Juriste et sociologue, Pierre Lascoumes était chercheur et enseignant à l’Insitut d’études politiques. Pour VIF, il écrit, invente, raconte des histoires autour de la vieillesse. Et des fragilités humaines.
Le plus difficile (3)
Le plus difficile ne fut pas d’arroser une dernière fois le papyrus sur le balcon, ni de fermer la croisée aux rideaux de batiste jaunis, ni de tirer la tenture de cretonne à la doublure de velours passé obscurcissant la pièce. Le plus difficile ne fut pas de bloquer le verrou, ni de retendre, une fois de plus, la nappe de Vichy bleu et blanc, après s’être assurée à nouveau que l’enveloppe, sur le dessous-de-plat en fer forgé, était bien centrée sur celui-ci.
Le plus difficile ne fut pas de résister à l’envie de s’asseoir, comme toujours, sur la chaise au coussin jaune près du radiocassette prêt à fonctionner, ni à celle de rectifier sur le front la mèche molle, fraîchement mise en plis. Le plus difficile ne fut pas de saisir la serpillière trempant dans le bac de l’évier, ni de l’essorer, ni de la tasser au bas de la porte.
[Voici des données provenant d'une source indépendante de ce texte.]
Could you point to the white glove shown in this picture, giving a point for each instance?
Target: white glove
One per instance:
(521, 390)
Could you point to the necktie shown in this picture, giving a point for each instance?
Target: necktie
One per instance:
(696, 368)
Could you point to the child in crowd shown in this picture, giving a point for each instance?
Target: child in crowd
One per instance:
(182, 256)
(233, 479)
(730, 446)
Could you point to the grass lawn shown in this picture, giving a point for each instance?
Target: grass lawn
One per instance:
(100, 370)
Le plus difficile ne fut pas d’aller vers la cuisinière, d’ouvrir la porte du four, ni de tourner le bouton du gaz. Le plus difficile ne fut pas, enfin, de ne pas céder aux larmes en engageant la cassette de Vivaldi aux sons fanés, ni d’aller sur la banquette, ni en s’allongeant de poser un regard sur les photos encadrées de métal posées sur le haut du bahut, ni d’entendre presque trop fort l’insistance du sifflement, ni de sentir l’irritation croissante à l’intérieur des narines. Le plus difficile fut d’écarter l’idée que le téléphone put alors se mettre à sonner.